2017.01.11 edition
What Facebook knows about us. In September, ProPublica published a Chrome extension that showed readers what Facebook said it knew about them — and then asked readers to share that data. In the following months, readers unearthed more than 52,000 of the “unique interest categories” that Facebook uses for advertising, such as “yoga,” “beer,” and “Scent of a Woman (1992 film).” But ProPublica’s reporters also found that Facebook doesn’t tell users about the “far more sensitive” data it buys about their offline lives, which can include “their income, the types of restaurants they frequent and even how many credit cards are in their wallets.” To support these findings, ProPublica published two key datasets: the crowdsourced “interest categories” and the list of categories that Facebook allows advertisers to target.
Getting warmer. Scientists expect that, when the final numbers come in, 2016 will have been Earth’s hottest year on record. The National Oceanic and Atmospheric Administration publishes monthly data on “temperature anomalies” — how much hotter or cooler a month was than the 20th century average. (November 2016, the most recent month available, was 0.73° Celsius warmer than the average November.) You can grab the data for the entire globe, by hemisphere, or by continent; for the land and ocean combined, or separately; and going all the way back to 1880. Related: My colleague Peter Aldhous demonstrates how he charted this data using R. Also: NOAA released its 2016 U.S. “State of the Climate” report on Monday.

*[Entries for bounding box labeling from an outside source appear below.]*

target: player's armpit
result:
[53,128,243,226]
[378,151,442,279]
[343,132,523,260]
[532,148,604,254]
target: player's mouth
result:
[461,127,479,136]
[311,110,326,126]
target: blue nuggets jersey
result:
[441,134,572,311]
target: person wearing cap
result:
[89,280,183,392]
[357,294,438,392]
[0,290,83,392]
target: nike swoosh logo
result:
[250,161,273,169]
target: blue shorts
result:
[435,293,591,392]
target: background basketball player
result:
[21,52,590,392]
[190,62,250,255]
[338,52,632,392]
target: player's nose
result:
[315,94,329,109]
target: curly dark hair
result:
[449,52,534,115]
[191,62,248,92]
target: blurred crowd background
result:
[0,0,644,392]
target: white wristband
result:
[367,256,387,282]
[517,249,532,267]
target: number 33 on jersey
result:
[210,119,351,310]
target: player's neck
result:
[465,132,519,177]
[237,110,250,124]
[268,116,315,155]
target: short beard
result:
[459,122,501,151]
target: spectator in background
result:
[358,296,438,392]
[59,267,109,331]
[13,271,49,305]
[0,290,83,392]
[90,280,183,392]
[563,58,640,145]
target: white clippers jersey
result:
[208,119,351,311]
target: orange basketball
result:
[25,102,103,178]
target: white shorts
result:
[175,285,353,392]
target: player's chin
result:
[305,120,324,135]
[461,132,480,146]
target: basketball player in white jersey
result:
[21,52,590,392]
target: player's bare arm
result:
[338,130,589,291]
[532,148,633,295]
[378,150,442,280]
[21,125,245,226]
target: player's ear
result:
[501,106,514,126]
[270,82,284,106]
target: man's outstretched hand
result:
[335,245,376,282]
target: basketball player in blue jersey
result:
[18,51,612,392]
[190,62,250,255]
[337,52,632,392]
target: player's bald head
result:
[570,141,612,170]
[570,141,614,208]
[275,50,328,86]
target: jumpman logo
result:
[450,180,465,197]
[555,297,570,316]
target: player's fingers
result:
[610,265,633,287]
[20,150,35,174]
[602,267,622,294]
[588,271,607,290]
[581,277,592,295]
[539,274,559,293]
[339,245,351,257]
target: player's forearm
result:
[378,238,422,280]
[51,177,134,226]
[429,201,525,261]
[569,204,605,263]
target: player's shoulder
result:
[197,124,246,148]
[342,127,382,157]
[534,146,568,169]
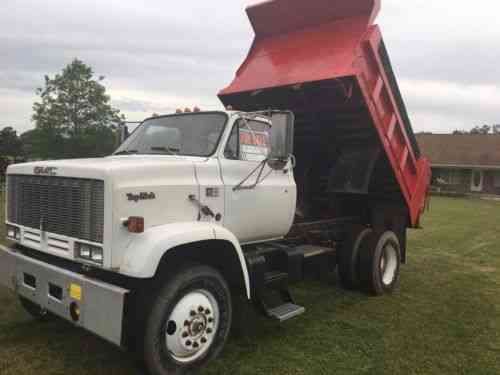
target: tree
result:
[29,59,123,159]
[470,125,491,134]
[0,126,23,158]
[453,125,500,135]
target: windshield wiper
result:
[113,150,139,156]
[151,147,181,156]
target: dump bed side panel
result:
[356,26,431,226]
[219,0,430,226]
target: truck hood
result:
[7,155,206,180]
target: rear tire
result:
[337,226,372,290]
[144,266,232,375]
[360,231,401,296]
[19,297,54,322]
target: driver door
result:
[219,120,297,243]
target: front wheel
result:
[144,266,232,375]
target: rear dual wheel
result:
[359,231,401,296]
[337,226,401,296]
[337,226,372,290]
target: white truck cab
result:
[7,112,296,284]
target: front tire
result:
[360,231,401,296]
[144,266,232,375]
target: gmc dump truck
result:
[0,0,430,375]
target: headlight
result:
[75,242,104,264]
[7,225,21,241]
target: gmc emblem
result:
[33,167,57,176]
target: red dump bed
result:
[219,0,430,226]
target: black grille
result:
[7,175,104,243]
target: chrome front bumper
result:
[0,245,128,346]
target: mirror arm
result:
[233,159,269,191]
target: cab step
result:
[267,302,306,323]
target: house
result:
[417,134,500,195]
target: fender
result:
[120,221,250,299]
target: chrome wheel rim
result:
[165,290,219,363]
[380,243,398,286]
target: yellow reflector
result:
[69,284,82,301]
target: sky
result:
[0,0,500,133]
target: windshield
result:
[115,112,227,157]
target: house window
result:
[434,169,463,185]
[493,172,500,188]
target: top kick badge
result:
[127,192,156,203]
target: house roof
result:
[417,134,500,168]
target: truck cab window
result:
[115,112,227,157]
[224,120,270,162]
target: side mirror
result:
[268,111,295,170]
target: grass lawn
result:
[0,198,500,375]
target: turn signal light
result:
[124,216,144,233]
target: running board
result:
[267,303,306,323]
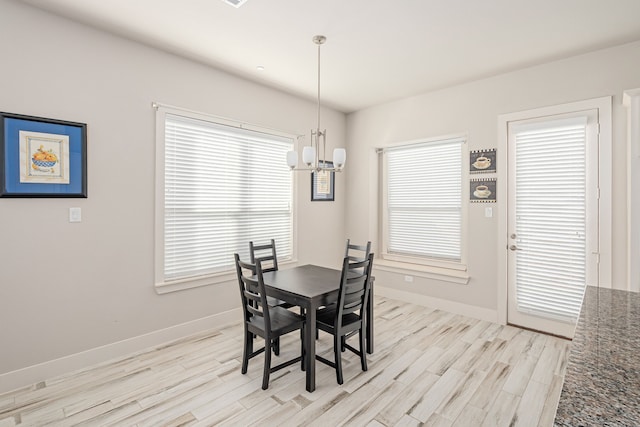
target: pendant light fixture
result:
[287,36,347,172]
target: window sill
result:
[373,259,470,285]
[155,260,297,295]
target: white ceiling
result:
[20,0,640,112]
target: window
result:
[156,107,293,292]
[382,137,465,268]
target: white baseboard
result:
[0,308,242,393]
[373,285,498,323]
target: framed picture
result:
[469,148,496,173]
[311,162,336,202]
[0,112,87,197]
[469,178,497,203]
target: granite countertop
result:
[555,286,640,427]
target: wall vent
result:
[223,0,247,9]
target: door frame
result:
[497,96,612,325]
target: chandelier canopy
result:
[287,36,347,172]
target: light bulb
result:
[302,145,316,167]
[333,148,347,169]
[287,151,298,169]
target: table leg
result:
[304,307,316,393]
[366,277,374,354]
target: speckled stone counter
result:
[555,286,640,427]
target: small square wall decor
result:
[0,112,87,197]
[469,178,496,203]
[469,148,496,173]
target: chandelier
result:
[287,36,347,172]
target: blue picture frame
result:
[311,161,336,202]
[0,112,87,198]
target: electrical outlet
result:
[69,208,82,222]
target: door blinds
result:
[515,117,587,321]
[164,114,293,281]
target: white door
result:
[507,110,599,338]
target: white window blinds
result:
[514,117,587,320]
[164,114,293,282]
[384,138,464,261]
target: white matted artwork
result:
[469,148,496,173]
[19,130,69,184]
[469,178,496,203]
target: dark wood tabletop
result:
[263,265,373,392]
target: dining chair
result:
[344,239,371,262]
[316,253,373,384]
[234,254,304,390]
[249,239,304,315]
[249,239,278,273]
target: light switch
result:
[69,208,82,222]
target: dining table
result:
[263,264,373,392]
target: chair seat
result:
[316,305,360,329]
[249,307,304,335]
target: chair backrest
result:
[344,239,371,262]
[233,254,271,333]
[336,253,373,325]
[249,239,278,274]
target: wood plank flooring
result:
[0,297,570,427]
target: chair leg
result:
[262,339,275,390]
[242,330,253,374]
[273,338,280,356]
[300,326,306,371]
[333,334,344,384]
[358,329,367,371]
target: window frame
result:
[377,133,469,276]
[152,103,297,294]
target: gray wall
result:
[0,0,346,391]
[346,42,640,317]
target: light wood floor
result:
[0,297,569,427]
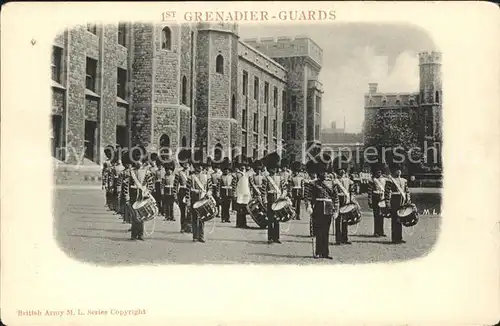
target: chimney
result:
[368,83,378,94]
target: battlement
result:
[196,22,239,35]
[418,51,442,65]
[244,35,323,67]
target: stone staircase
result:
[53,159,102,186]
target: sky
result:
[240,23,438,132]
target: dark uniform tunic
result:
[161,172,177,221]
[334,176,356,244]
[122,167,154,239]
[367,176,387,235]
[174,170,191,232]
[288,173,304,220]
[384,177,410,242]
[216,174,233,223]
[187,173,212,241]
[310,179,339,257]
[262,174,287,242]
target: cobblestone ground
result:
[54,188,440,265]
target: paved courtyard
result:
[54,187,441,266]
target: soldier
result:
[304,160,316,237]
[161,161,177,221]
[262,152,287,244]
[368,164,387,237]
[334,160,356,245]
[216,157,233,223]
[288,161,304,220]
[232,155,251,229]
[174,149,191,233]
[310,154,339,259]
[124,146,154,241]
[187,151,212,242]
[384,164,411,243]
[210,161,222,220]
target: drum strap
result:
[389,176,406,201]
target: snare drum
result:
[193,197,217,222]
[130,197,158,222]
[247,199,268,229]
[339,203,361,225]
[397,204,418,227]
[378,200,391,218]
[271,199,296,222]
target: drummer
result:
[384,164,411,244]
[329,158,356,246]
[161,161,177,221]
[288,161,304,220]
[215,157,233,223]
[187,150,212,242]
[310,154,339,259]
[174,149,191,233]
[125,146,154,241]
[368,164,387,237]
[232,155,250,229]
[262,152,287,244]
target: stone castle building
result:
[363,52,443,167]
[52,23,323,163]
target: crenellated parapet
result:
[245,35,323,68]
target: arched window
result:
[159,134,171,157]
[231,95,236,119]
[214,143,224,163]
[161,27,172,51]
[215,54,224,74]
[181,76,187,105]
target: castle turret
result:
[419,51,442,104]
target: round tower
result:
[419,51,442,105]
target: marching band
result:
[102,146,418,259]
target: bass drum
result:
[397,204,418,227]
[247,199,269,229]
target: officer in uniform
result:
[232,155,250,229]
[210,161,223,221]
[367,164,387,237]
[216,157,233,223]
[262,152,287,244]
[174,149,191,233]
[334,161,356,245]
[288,161,304,220]
[161,161,177,221]
[384,164,411,243]
[187,150,213,242]
[304,160,317,237]
[125,146,154,240]
[310,154,339,259]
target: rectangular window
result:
[118,23,127,46]
[116,68,127,99]
[51,46,62,83]
[243,70,248,96]
[290,122,297,140]
[85,58,97,92]
[87,24,97,35]
[264,82,269,103]
[290,95,297,111]
[253,77,259,101]
[273,86,278,107]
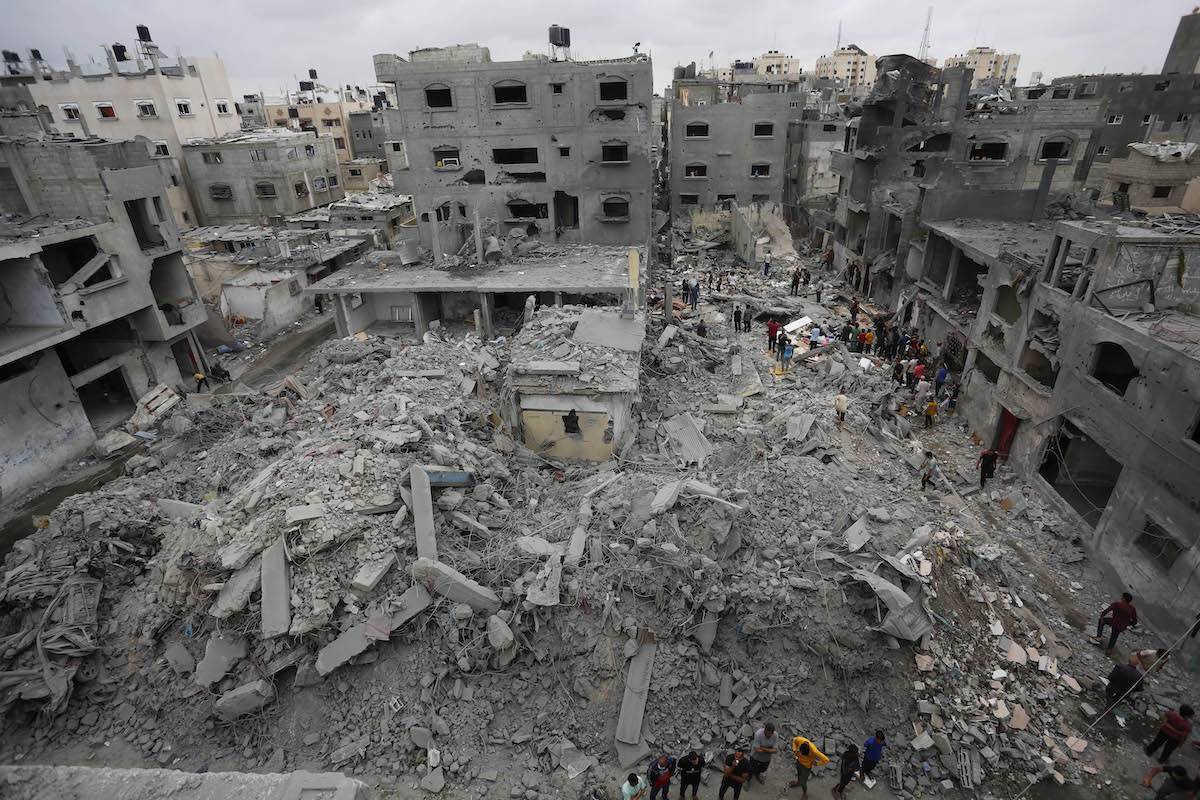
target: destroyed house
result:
[504,306,646,462]
[668,67,806,213]
[307,241,643,341]
[901,218,1200,625]
[0,138,206,497]
[374,38,653,254]
[829,55,1103,305]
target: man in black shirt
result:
[676,750,704,800]
[716,745,750,800]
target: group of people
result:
[622,722,887,800]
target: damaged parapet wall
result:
[374,46,653,253]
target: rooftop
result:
[306,245,631,294]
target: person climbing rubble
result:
[787,734,829,800]
[750,722,779,783]
[1092,591,1138,656]
[716,745,751,800]
[646,753,676,800]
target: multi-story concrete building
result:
[830,55,1103,307]
[901,219,1200,630]
[374,39,653,257]
[942,47,1021,89]
[1100,142,1200,213]
[0,26,241,228]
[184,128,346,225]
[264,80,372,161]
[0,137,206,499]
[668,67,806,212]
[814,44,875,88]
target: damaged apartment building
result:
[905,218,1200,627]
[0,25,241,229]
[374,26,653,258]
[0,137,206,498]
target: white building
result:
[946,47,1021,88]
[0,26,241,229]
[815,44,875,88]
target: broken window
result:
[425,84,454,108]
[1038,139,1070,161]
[1092,342,1139,397]
[971,142,1008,161]
[600,79,629,100]
[1133,517,1187,572]
[492,148,538,164]
[492,80,529,106]
[433,148,462,167]
[600,197,629,219]
[600,142,629,164]
[506,200,550,219]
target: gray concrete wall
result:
[184,136,346,225]
[376,55,653,252]
[668,92,803,212]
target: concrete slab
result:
[409,558,500,614]
[408,464,438,561]
[262,536,292,639]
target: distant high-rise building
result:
[944,47,1021,86]
[815,44,875,86]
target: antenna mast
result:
[917,6,934,61]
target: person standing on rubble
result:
[1092,591,1138,656]
[767,317,779,353]
[646,753,676,800]
[677,750,704,800]
[833,745,859,798]
[716,745,750,800]
[833,386,850,431]
[787,735,829,800]
[1145,703,1196,764]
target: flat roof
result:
[305,245,644,294]
[925,219,1055,261]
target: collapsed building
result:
[374,26,652,258]
[0,138,208,498]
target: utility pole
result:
[917,6,934,61]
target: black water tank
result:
[550,25,571,47]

Four wars’ bombing missions. Years ago, Lt. Col. Jenns Robertson began entering information into “a simple Excel spreadsheet that eventually matured into the largest compilation of releasable U.S. air operations data in existence.” Last month, the Department of Defense published a “beta” version of this data, known as Theater History of Operations Reports (THOR). Currently, THOR’s data covers bombing operations from World War I, World War II, the Korean War, and the Vietnam War. For each bombing, the reports include data about the aircraft, munitions, targets, results, and more.
So many satellites. CelesTrak’s T.S. Kelso has been obsessively transcribing NORAD’s “resident space object” data for decades. Among his offerings: the SATCAT satellite catalog, which provides data on all known satellites launched since 1957 — more than 41,900 of ‘em. Kelso also provides a SATCAT Boxscore, which is like a baseball box score … but for satellites. The U.S., it turns out, is responsible for almost exactly one-third of the 1,590 satellites classified as “active.” Previously: The Union of Concerned Scientists’ satellite database, featured Dec. 30, 2015. [h/t Noah Veltman]
Where Waldo is. In 2015, computer scientist Randy Olson tried computing “the optimal search strategy for finding Waldo” in the seven original Where’s Waldo? books. In doing so, he transcribed a 2013 Slate chart of Waldo’s locations (itself transcribed from those seven original books). The resulting dataset contains 68 rows — one for each Waldo — and four columns: book, page, x coordinate, and y coordinate.